Agree that fat bottomed girl’s email is the best way to deal with it if your husband changes his mind.

And if he doesn’t change is mind then he’ll inevitably learn a hard lesson about planning parties when he witnesses his daughter’s disappointment at the low attendance.

I’m sorry that some people are being nasty. In the grand scheme of things this isn’t that big a deal or something for people to assassinate you and your husband over. He’s been upfront about the costs, and while charging guests is poor etiquette, he isn’t ambushing anyone.

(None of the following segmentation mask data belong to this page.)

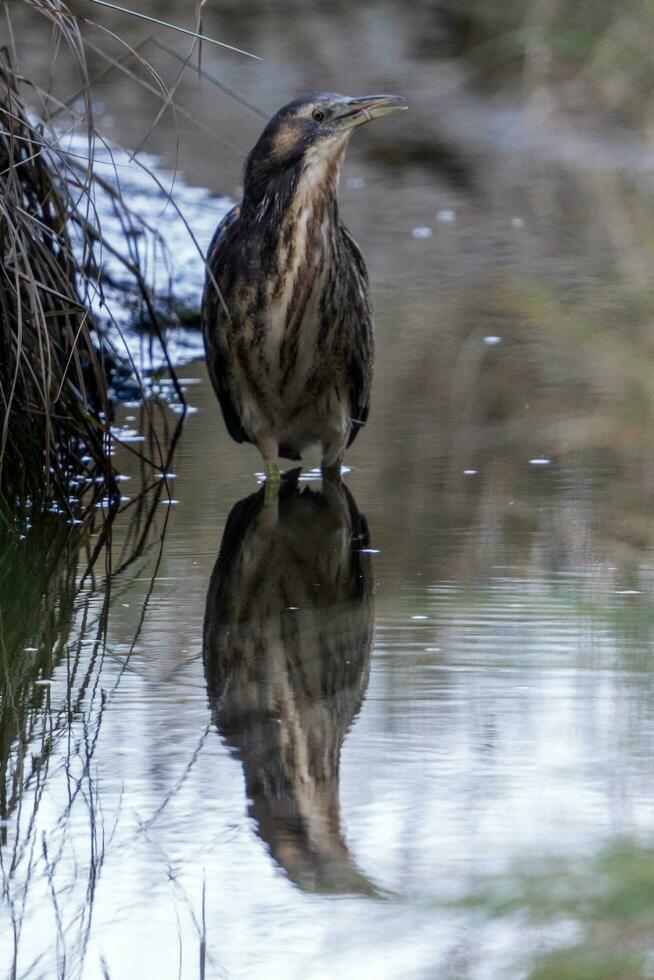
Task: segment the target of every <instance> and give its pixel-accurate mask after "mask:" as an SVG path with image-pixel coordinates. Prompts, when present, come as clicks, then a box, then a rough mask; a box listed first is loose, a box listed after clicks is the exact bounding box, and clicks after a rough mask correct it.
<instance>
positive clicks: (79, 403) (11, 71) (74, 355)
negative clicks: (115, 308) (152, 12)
mask: <svg viewBox="0 0 654 980" xmlns="http://www.w3.org/2000/svg"><path fill="white" fill-rule="evenodd" d="M23 5H27V6H29V7H30V8H32V9H33V10H35V11H37V12H38V13H40V14H42V15H43V16H44V17H46V18H47V20H48V21H49V22H50V24H51V28H52V51H53V64H54V59H55V57H56V51H57V48H58V47H59V46H61V45H62V44H63V45H67V47H68V48H69V49H70V51H72V52H73V53H74V55H75V59H76V64H77V68H78V73H79V76H80V82H81V88H80V91H79V92H78V99H77V100H76V102H75V106H76V108H71V107H70V106H64V105H63V104H61V103H60V102H58V101H57V100H56V99H55V97H54V96H53V95H52V94H51V93H50V92H46V91H44V90H42V89H39V88H38V87H37V86H36V85H34V84H31V83H30V82H29V80H28V79H26V78H25V77H24V76H23V75H22V74H21V71H20V51H19V50H17V47H16V45H15V43H12V45H11V46H10V47H8V48H2V49H0V256H1V257H2V271H1V272H0V312H1V315H2V316H1V320H0V406H1V407H0V521H1V522H2V523H4V524H5V525H6V526H10V525H11V523H12V520H11V515H12V513H13V512H14V511H15V509H16V506H23V505H24V504H26V503H27V504H31V503H34V502H46V503H47V502H49V501H52V500H55V501H56V502H57V503H58V505H59V507H60V508H61V509H62V510H65V511H68V512H69V513H70V516H73V513H72V508H71V504H70V502H69V498H70V488H71V480H72V481H79V480H80V479H88V480H93V481H96V482H99V478H104V485H105V493H107V494H109V495H110V496H114V497H116V498H117V497H118V496H119V495H118V492H117V489H116V486H115V482H114V479H113V471H112V467H111V463H110V457H109V451H110V448H111V444H112V433H111V418H112V403H111V386H112V383H113V381H114V379H115V376H116V375H119V376H121V377H123V378H128V377H133V378H134V380H135V382H136V385H137V386H138V387H140V389H141V391H143V379H142V378H140V377H139V375H138V371H136V369H135V366H134V364H133V363H131V362H130V359H129V357H128V356H127V354H125V353H124V352H122V351H121V350H119V349H117V346H116V344H117V341H116V340H115V339H114V338H116V337H117V336H119V334H120V331H119V330H117V329H114V330H113V331H108V330H107V329H106V325H107V323H109V324H111V323H112V322H113V321H114V320H115V317H114V312H115V311H112V309H111V308H109V307H108V306H107V304H106V302H105V297H104V292H103V276H104V273H103V256H104V255H105V254H106V253H107V252H108V251H109V252H111V254H112V256H113V258H114V260H116V259H117V260H118V261H119V262H120V264H121V265H122V268H123V269H124V273H125V295H126V300H125V303H126V306H127V305H131V306H132V307H138V308H139V310H140V311H142V313H141V320H142V322H143V324H144V325H145V326H146V327H147V329H148V330H150V331H151V332H152V333H153V334H155V335H156V336H157V337H158V339H159V340H160V341H161V343H162V345H163V349H164V352H165V354H164V356H165V357H166V358H167V353H166V347H165V322H164V321H163V320H162V315H161V313H160V309H161V306H160V304H158V302H157V300H158V297H156V296H155V294H154V289H153V287H152V286H151V285H150V283H149V281H148V277H147V275H146V272H145V263H144V260H143V258H142V255H141V252H140V248H139V244H138V242H139V241H140V240H141V239H144V238H147V239H148V240H150V241H151V240H153V238H154V239H155V240H156V241H157V248H158V249H159V251H160V254H161V253H165V245H164V243H163V242H162V241H161V240H160V239H159V240H157V236H156V231H154V230H153V229H152V228H149V227H147V226H146V225H145V223H144V221H143V220H142V219H141V218H140V216H139V215H138V214H135V213H134V212H132V211H131V210H130V209H129V207H128V206H127V204H126V203H125V201H124V200H123V199H122V197H121V193H120V186H119V183H118V180H117V179H116V180H115V181H112V180H110V179H106V178H102V177H100V176H99V175H98V173H97V172H96V170H95V168H94V153H95V148H96V146H97V145H98V144H99V141H101V140H102V137H101V136H100V134H99V133H98V132H97V130H96V128H95V122H94V117H93V110H92V105H91V100H90V94H89V78H88V69H87V63H86V47H85V42H84V40H83V38H82V35H81V33H80V27H79V24H78V21H77V20H76V19H75V18H74V17H73V16H72V15H71V13H70V12H69V11H68V9H67V8H66V7H65V6H64V5H62V4H59V3H57V4H55V3H50V2H45V0H44V2H37V0H34V2H32V0H23ZM0 15H2V16H3V18H6V20H7V25H8V27H9V30H8V36H9V38H12V39H13V33H12V30H11V8H10V6H9V5H3V7H2V10H1V11H0ZM140 62H141V63H142V66H145V70H146V71H149V74H150V77H151V78H152V77H154V78H155V80H156V81H157V83H158V84H159V87H160V88H161V89H162V91H165V87H164V86H163V83H161V82H160V80H159V79H158V76H156V73H154V70H152V69H148V68H147V63H146V62H145V61H144V59H143V58H142V57H141V58H140ZM80 100H81V104H80ZM64 110H65V115H63V116H61V117H60V118H59V119H58V120H57V125H58V128H55V126H54V124H53V123H52V118H53V117H56V116H58V115H60V114H61V112H62V111H64ZM64 121H65V124H64ZM69 132H74V133H75V134H76V135H77V136H78V137H79V135H80V134H83V136H84V141H85V145H86V152H85V153H84V154H81V155H80V154H78V153H75V152H71V151H70V150H69V149H67V148H66V146H65V145H64V140H63V139H62V136H64V135H67V134H68V133H69ZM100 193H102V195H103V196H104V198H105V199H106V200H108V201H109V202H110V203H111V207H112V208H113V211H114V214H115V216H116V217H117V219H118V223H119V226H120V228H121V229H122V240H121V241H120V242H119V244H118V245H117V244H116V240H115V238H114V239H112V241H111V242H109V241H108V239H107V238H106V236H105V234H104V233H103V228H102V225H101V221H100V219H99V216H98V212H97V210H96V206H95V200H96V195H98V194H100ZM103 305H104V310H103V322H100V321H99V320H98V318H97V316H96V314H95V313H94V312H93V311H94V310H97V309H98V308H99V307H102V306H103ZM168 363H169V367H170V368H171V374H172V378H173V385H174V387H175V390H176V394H177V397H178V398H179V399H180V401H182V403H183V401H184V399H183V394H182V392H181V390H180V389H179V386H178V385H177V382H176V379H175V375H174V371H173V370H172V365H170V362H168ZM160 455H162V454H160ZM73 485H76V484H75V483H74V484H73ZM77 510H79V508H77Z"/></svg>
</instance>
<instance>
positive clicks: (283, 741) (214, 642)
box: [204, 471, 375, 894]
mask: <svg viewBox="0 0 654 980" xmlns="http://www.w3.org/2000/svg"><path fill="white" fill-rule="evenodd" d="M298 473H299V471H297V473H293V474H291V475H290V477H287V478H285V479H284V480H283V481H282V486H281V490H280V494H279V498H278V499H277V500H276V501H273V502H266V500H265V491H264V490H263V489H262V490H260V491H259V493H256V494H253V495H252V496H250V497H247V498H245V499H244V500H241V501H239V503H237V504H236V505H235V506H234V508H233V509H232V511H231V513H230V515H229V518H228V520H227V524H226V527H225V531H224V534H223V540H222V544H221V548H220V552H219V555H218V559H217V561H216V565H215V567H214V570H213V573H212V575H211V581H210V583H209V591H208V594H207V606H206V613H205V621H204V666H205V675H206V680H207V689H208V693H209V702H210V705H211V709H212V715H213V720H214V722H215V723H216V726H217V728H218V731H219V732H220V734H221V735H222V736H223V738H224V739H225V741H226V743H227V744H228V745H229V746H230V748H231V749H232V750H233V751H234V753H235V754H236V756H237V757H238V758H239V759H240V761H241V762H242V764H243V768H244V772H245V782H246V791H247V795H248V799H249V813H250V816H251V817H252V818H253V819H254V821H255V823H256V829H257V832H258V834H259V836H260V837H261V838H262V840H263V841H264V842H265V843H266V845H267V846H268V848H269V850H270V853H271V855H272V857H273V859H274V860H275V861H276V862H277V864H278V865H279V866H280V867H281V868H283V870H284V871H285V872H286V874H287V875H288V877H289V878H290V879H291V880H292V881H293V882H295V884H297V885H298V886H300V887H301V888H303V889H305V890H309V891H319V892H337V893H338V892H364V893H367V894H373V893H375V888H374V886H373V885H372V884H371V883H370V882H369V881H368V880H367V879H366V878H365V877H364V876H363V875H362V874H361V873H360V872H359V871H358V870H357V869H356V867H355V865H354V863H353V861H352V859H351V857H350V855H349V852H348V849H347V845H346V844H345V841H344V839H343V834H342V831H341V825H340V805H339V761H340V753H341V746H342V744H343V740H344V738H345V735H346V734H347V731H348V729H349V727H350V725H351V724H352V721H353V719H354V717H355V715H356V714H357V712H358V710H359V707H360V705H361V702H362V700H363V696H364V694H365V690H366V687H367V684H368V674H369V664H370V649H371V645H372V632H373V599H372V572H371V564H370V556H369V554H367V553H366V551H365V549H366V548H367V547H368V528H367V524H366V521H365V518H364V517H363V516H362V515H361V514H360V512H359V510H358V508H357V506H356V503H355V502H354V498H353V497H352V494H351V493H350V492H349V491H348V489H347V488H346V487H345V486H344V485H343V484H342V483H341V482H336V481H327V480H326V481H324V482H323V485H322V489H321V490H320V491H317V490H314V489H311V488H310V487H306V486H305V487H304V488H300V487H299V485H298V482H297V475H298Z"/></svg>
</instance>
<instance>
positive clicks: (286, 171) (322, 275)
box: [202, 94, 406, 483]
mask: <svg viewBox="0 0 654 980" xmlns="http://www.w3.org/2000/svg"><path fill="white" fill-rule="evenodd" d="M405 108H406V103H405V101H404V100H403V99H401V98H399V97H398V96H395V95H370V96H365V97H363V98H346V97H344V96H342V95H324V94H320V95H311V96H307V97H305V98H300V99H296V100H295V101H294V102H291V103H289V105H287V106H284V108H283V109H280V110H279V112H278V113H276V115H274V116H273V117H272V119H271V120H270V122H269V123H268V125H267V126H266V128H265V129H264V131H263V133H262V135H261V137H260V139H259V141H258V142H257V144H256V145H255V147H254V149H253V150H252V151H251V153H250V155H249V156H248V159H247V163H246V166H245V179H244V187H243V200H242V201H241V204H240V205H238V206H237V207H235V208H233V209H232V210H231V211H230V212H229V214H228V215H227V216H226V217H225V218H224V219H223V221H222V223H221V224H220V225H219V226H218V228H217V230H216V233H215V235H214V237H213V240H212V242H211V245H210V246H209V252H208V255H207V263H206V264H207V277H206V283H205V289H204V296H203V301H202V326H203V333H204V340H205V347H206V352H207V364H208V368H209V375H210V377H211V381H212V383H213V386H214V388H215V391H216V394H217V396H218V399H219V401H220V405H221V408H222V412H223V416H224V419H225V423H226V425H227V429H228V431H229V433H230V435H231V436H232V438H233V439H235V440H236V441H237V442H251V443H254V444H255V445H256V446H257V448H258V449H259V451H260V452H261V455H262V456H263V459H264V465H265V472H266V476H267V477H268V479H269V481H270V482H271V483H273V482H274V483H277V481H278V480H279V471H278V469H277V463H276V460H277V457H278V456H281V457H283V458H286V459H301V458H302V452H303V450H304V449H305V448H306V447H308V446H310V445H312V444H316V443H317V444H319V445H320V446H321V447H322V467H323V472H325V471H326V472H329V473H332V474H335V473H340V466H341V461H342V458H343V454H344V452H345V449H346V448H347V446H349V445H350V443H351V442H352V440H353V439H354V438H355V436H356V434H357V432H358V431H359V429H360V428H361V426H362V425H363V424H364V423H365V421H366V419H367V417H368V405H369V399H370V385H371V381H372V362H373V333H372V315H371V304H370V292H369V284H368V275H367V272H366V266H365V262H364V260H363V256H362V255H361V252H360V250H359V248H358V246H357V245H356V243H355V242H354V240H353V239H352V237H351V235H350V234H349V232H348V231H347V229H346V228H345V226H344V225H343V223H342V222H341V220H340V218H339V213H338V202H337V188H338V181H339V175H340V170H341V165H342V163H343V157H344V154H345V150H346V148H347V145H348V142H349V139H350V137H351V135H352V133H353V132H354V130H355V129H356V128H358V127H359V126H360V125H361V124H362V123H366V122H369V121H371V120H372V119H378V118H380V117H382V116H387V115H389V114H390V113H392V112H396V111H397V110H399V109H405Z"/></svg>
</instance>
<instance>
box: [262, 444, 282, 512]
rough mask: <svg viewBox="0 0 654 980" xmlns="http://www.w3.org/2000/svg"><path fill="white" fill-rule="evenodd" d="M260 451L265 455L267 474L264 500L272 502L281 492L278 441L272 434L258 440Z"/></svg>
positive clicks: (266, 469) (264, 466)
mask: <svg viewBox="0 0 654 980" xmlns="http://www.w3.org/2000/svg"><path fill="white" fill-rule="evenodd" d="M257 446H258V448H259V452H260V453H261V455H262V456H263V471H264V473H265V474H266V490H265V493H264V502H265V503H266V504H269V503H272V501H273V500H276V499H277V495H278V493H279V481H280V477H279V467H278V466H277V463H276V459H277V442H276V440H275V439H273V438H272V436H265V437H263V438H260V439H259V440H257Z"/></svg>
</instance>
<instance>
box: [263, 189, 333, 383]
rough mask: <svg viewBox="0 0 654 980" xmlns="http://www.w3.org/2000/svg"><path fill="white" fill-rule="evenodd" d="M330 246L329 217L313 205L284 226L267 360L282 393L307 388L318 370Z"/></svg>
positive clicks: (270, 311)
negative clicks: (312, 373) (328, 242)
mask: <svg viewBox="0 0 654 980" xmlns="http://www.w3.org/2000/svg"><path fill="white" fill-rule="evenodd" d="M327 244H328V243H327V224H326V219H325V218H324V217H323V215H321V214H320V213H319V212H316V210H314V208H313V207H312V206H311V205H306V206H303V207H301V208H299V209H298V211H297V213H296V214H295V215H294V216H292V217H291V219H290V221H289V223H288V224H287V225H286V226H283V227H282V228H281V229H280V234H279V246H278V250H277V257H276V265H277V269H276V273H277V274H276V276H275V277H273V280H272V283H271V286H270V291H269V301H268V309H267V316H266V321H267V323H266V326H267V331H266V362H267V366H268V371H269V374H270V378H271V381H272V382H273V383H274V385H275V387H276V388H277V389H278V390H279V391H280V393H282V392H284V391H285V392H287V393H288V392H289V391H290V390H291V389H293V388H297V387H298V386H301V385H302V384H303V382H304V380H305V379H306V377H307V376H308V375H310V374H311V373H312V371H313V370H314V366H315V361H316V357H317V355H318V345H317V343H316V340H317V334H318V332H319V328H320V303H321V297H322V294H323V291H324V289H325V286H326V282H327V279H328V268H329V262H328V254H329V253H328V248H327Z"/></svg>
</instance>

Wannakisstheteacher · 08/09/2020 18:22

Dear God, DD was invited to a party like this. She did go because I didn't want her friend to be disappointed. But boy did I judge the parents!

nestisflown · 08/09/2020 18:22

@Janaih

I wouldn't be able to get past this, would have to be a LTB for me.
Seriously Hmm
Swiftnicola · 08/09/2020 18:23

Even if he digs his heels in about paying, please ask him to set a date himself. Otherwise it’s going to look awful if he picks a date knowing that some poor child can’t make it.

AldiAisleofCrap · 08/09/2020 18:28

Do you live in England op ? If so you can’t organise an activity party for that number of children anyway.